Son plan en poche, Antoine sillonne les États-Unis à la rencontre de visionnaires de l’habitat, issus de trois courants qu’il veut réunir : les maisons bulles, les maisons enterrées et les maisons écologiques. «J’ai simplement repéré de brillantes idées de différentes techniques que je réunis, précise-t-il. Le cabinet californien Binishells, qui compte parmi ses adeptes des célébrités, vient d’accepter de me prêter main-forte pour construire mon prototype français.»
Dans la lignée des maisons bulles, les maisons Binishells ont des allures futuristes avec leur dôme en voile de béton. Elles utilisent une technologie écologique innovante qui permet de se passer de grues et de coffrages, grâce à de l’air propulsé. C’est donc cette technique qu’Antoine va coupler à l’habitat enveloppé par la terre. Il y voit plusieurs intérêts : double résistance procurée par le voile de béton et la forme ovale, rapidité de la technologie (deux jours pour créer la structure) et faibles coûts. «On creuse, on fait une dalle, on souffle une coque, puis on protège la maison souterraine, comme son nom le dit, avec de la terre, on intègre la technique du parapluie et on laisse l’herbe pousser.

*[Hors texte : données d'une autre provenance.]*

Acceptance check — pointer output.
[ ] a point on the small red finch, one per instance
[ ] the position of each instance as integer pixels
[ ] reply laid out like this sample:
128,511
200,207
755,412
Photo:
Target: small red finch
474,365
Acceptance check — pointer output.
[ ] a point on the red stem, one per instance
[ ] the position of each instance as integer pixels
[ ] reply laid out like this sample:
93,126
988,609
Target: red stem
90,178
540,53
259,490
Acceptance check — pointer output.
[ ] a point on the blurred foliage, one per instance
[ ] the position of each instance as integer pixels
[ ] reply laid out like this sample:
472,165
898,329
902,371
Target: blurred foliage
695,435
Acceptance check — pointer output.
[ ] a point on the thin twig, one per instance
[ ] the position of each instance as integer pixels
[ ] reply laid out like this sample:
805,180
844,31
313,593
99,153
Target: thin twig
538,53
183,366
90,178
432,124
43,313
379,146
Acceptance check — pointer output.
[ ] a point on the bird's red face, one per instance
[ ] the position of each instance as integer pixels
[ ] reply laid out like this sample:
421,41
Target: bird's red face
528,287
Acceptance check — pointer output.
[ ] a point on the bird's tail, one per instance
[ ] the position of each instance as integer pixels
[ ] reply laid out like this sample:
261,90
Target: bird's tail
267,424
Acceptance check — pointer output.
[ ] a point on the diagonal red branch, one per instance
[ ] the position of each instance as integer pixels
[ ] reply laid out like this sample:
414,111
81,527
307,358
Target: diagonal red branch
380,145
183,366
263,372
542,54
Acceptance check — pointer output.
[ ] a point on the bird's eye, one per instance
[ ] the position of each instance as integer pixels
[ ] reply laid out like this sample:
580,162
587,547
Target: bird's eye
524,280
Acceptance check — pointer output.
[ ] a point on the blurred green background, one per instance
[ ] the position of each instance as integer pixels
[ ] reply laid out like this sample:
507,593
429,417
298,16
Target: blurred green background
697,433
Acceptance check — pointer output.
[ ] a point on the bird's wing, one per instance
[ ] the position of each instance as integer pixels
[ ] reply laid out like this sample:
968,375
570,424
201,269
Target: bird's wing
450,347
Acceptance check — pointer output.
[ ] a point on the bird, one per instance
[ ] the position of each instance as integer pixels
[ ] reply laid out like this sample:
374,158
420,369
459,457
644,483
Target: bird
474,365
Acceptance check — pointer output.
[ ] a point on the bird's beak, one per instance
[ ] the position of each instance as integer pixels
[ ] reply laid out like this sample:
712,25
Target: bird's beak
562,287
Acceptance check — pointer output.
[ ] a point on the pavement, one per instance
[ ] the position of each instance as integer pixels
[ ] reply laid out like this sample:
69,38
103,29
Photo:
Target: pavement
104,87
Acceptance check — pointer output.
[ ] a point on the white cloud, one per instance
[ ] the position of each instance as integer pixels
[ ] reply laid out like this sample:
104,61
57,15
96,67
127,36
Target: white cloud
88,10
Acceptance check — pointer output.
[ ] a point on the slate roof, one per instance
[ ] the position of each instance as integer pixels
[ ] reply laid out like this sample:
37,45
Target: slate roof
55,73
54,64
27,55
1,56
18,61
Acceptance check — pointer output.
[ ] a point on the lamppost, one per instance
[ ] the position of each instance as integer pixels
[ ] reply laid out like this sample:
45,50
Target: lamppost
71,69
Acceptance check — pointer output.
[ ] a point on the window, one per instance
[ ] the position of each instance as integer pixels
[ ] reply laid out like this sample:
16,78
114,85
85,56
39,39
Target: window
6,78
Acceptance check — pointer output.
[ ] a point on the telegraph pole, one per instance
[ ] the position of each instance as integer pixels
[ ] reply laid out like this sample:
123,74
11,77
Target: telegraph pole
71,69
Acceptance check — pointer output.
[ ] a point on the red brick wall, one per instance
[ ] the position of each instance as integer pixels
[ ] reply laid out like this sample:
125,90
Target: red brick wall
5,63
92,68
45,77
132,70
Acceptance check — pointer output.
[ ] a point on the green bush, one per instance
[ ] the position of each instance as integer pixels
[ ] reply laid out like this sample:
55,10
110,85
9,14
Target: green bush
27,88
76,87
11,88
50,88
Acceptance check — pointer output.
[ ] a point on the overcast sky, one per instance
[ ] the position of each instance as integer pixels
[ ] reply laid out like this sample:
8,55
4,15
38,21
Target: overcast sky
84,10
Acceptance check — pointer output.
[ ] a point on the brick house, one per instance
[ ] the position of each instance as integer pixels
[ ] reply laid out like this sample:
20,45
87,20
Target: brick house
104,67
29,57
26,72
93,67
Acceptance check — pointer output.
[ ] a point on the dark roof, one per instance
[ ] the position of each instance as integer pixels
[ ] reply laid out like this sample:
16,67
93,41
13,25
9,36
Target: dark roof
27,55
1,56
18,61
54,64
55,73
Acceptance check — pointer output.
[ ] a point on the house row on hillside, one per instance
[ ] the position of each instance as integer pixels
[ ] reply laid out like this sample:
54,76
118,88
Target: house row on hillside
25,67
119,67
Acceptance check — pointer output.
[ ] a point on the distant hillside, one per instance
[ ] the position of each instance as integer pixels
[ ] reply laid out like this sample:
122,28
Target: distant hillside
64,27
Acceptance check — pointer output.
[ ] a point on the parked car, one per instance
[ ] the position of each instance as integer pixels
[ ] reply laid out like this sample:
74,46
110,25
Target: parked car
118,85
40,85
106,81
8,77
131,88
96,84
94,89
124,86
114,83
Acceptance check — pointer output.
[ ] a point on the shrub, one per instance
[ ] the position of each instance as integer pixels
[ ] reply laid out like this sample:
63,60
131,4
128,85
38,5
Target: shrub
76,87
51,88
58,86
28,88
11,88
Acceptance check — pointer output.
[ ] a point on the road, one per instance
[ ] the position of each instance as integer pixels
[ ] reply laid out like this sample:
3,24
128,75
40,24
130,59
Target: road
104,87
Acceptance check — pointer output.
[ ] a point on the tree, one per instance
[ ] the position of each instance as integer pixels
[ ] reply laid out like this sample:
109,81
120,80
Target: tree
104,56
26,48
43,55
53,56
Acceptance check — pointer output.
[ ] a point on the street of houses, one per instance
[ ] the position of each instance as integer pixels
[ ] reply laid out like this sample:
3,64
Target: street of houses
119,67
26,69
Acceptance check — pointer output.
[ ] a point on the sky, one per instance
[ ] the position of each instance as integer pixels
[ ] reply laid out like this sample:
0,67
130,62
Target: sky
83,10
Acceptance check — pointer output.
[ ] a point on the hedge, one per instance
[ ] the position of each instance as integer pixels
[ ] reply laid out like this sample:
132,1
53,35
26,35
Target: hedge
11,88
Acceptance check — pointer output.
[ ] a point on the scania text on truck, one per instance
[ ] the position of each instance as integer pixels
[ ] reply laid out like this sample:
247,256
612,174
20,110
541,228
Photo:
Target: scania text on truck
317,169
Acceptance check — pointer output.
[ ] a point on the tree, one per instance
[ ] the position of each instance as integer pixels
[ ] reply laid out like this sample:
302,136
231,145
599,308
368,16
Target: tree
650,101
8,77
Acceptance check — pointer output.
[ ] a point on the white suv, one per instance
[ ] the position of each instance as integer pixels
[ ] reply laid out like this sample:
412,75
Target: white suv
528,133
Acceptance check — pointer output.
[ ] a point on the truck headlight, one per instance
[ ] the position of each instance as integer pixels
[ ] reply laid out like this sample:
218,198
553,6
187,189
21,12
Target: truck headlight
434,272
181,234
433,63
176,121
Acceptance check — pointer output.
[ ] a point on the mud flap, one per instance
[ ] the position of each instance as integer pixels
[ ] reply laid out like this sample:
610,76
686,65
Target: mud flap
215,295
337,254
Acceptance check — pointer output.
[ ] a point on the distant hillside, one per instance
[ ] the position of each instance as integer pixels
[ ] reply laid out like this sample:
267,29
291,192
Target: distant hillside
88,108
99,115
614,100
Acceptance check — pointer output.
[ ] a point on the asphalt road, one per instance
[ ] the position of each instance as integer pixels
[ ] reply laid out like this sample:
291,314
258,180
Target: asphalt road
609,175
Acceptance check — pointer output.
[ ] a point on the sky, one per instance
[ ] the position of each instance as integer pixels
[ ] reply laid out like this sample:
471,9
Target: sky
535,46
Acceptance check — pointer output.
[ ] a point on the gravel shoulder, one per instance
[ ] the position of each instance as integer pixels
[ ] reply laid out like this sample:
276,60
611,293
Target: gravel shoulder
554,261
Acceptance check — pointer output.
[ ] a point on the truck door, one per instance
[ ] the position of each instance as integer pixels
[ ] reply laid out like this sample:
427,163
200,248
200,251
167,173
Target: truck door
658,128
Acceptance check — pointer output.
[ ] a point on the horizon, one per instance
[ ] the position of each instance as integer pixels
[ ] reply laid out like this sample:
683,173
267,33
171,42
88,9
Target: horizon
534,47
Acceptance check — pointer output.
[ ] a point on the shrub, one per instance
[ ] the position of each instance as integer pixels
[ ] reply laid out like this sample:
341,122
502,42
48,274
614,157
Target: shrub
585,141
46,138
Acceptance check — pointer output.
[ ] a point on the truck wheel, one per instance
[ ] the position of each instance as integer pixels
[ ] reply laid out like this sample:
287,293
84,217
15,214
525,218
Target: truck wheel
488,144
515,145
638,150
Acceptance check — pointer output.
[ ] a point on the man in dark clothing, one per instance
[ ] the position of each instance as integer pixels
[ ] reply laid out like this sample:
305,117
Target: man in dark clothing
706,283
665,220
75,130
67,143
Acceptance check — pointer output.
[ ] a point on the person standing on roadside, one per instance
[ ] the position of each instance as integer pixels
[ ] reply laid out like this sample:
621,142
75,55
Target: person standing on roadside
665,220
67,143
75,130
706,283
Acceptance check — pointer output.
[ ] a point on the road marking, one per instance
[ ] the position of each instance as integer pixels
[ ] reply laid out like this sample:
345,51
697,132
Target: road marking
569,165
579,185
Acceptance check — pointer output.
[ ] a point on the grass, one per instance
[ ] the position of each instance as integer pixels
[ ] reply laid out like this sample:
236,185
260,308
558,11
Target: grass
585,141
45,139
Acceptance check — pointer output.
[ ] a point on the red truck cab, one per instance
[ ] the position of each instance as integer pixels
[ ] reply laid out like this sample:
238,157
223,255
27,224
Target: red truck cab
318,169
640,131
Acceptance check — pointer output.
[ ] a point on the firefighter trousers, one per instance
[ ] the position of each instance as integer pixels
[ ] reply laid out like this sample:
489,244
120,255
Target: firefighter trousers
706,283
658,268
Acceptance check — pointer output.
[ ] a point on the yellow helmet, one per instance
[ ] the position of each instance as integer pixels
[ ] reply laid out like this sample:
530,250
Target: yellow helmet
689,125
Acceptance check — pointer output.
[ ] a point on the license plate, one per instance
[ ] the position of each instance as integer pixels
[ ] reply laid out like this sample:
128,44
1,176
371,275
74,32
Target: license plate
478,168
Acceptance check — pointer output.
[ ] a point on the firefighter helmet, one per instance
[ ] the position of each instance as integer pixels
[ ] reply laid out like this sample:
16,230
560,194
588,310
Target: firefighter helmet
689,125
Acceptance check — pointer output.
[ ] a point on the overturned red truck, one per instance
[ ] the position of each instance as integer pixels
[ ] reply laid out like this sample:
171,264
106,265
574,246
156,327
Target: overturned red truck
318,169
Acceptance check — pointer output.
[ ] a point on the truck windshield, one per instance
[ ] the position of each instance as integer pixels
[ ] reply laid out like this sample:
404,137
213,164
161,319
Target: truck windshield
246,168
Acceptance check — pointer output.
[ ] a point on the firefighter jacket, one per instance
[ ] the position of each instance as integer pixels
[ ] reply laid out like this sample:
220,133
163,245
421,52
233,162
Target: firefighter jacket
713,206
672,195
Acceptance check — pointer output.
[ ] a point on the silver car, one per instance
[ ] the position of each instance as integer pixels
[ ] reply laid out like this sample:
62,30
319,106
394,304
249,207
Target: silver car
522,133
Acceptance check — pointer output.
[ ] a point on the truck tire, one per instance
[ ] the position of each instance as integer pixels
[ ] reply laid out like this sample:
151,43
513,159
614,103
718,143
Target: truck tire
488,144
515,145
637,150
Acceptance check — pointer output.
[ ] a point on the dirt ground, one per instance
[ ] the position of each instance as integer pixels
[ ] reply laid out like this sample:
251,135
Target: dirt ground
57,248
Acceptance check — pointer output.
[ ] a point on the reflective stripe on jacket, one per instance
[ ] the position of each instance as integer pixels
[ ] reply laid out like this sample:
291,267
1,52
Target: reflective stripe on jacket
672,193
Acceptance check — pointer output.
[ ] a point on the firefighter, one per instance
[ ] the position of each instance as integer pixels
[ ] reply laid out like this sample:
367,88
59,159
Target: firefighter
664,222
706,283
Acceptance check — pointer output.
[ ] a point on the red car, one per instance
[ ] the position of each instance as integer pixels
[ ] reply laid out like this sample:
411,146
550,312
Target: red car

C’est très simple, rapide et trois à cinq fois moins cher qu’une maison classique», résume le jeune entrepreneur. Et d’ajouter : «Il y aura une serre, avec de nombreux usages : production de chaleur, d’oxygène et de nourriture, zone tampon, jardin privatif, traitement de l’eau… Et il n’y aura plus de factures d’électricité grâce à des panneaux photovoltaïques ou en utilisant les calories de la terre; ni de factures d’eau, grâce à un système de récupération»; un bien joli conte devenu réalité.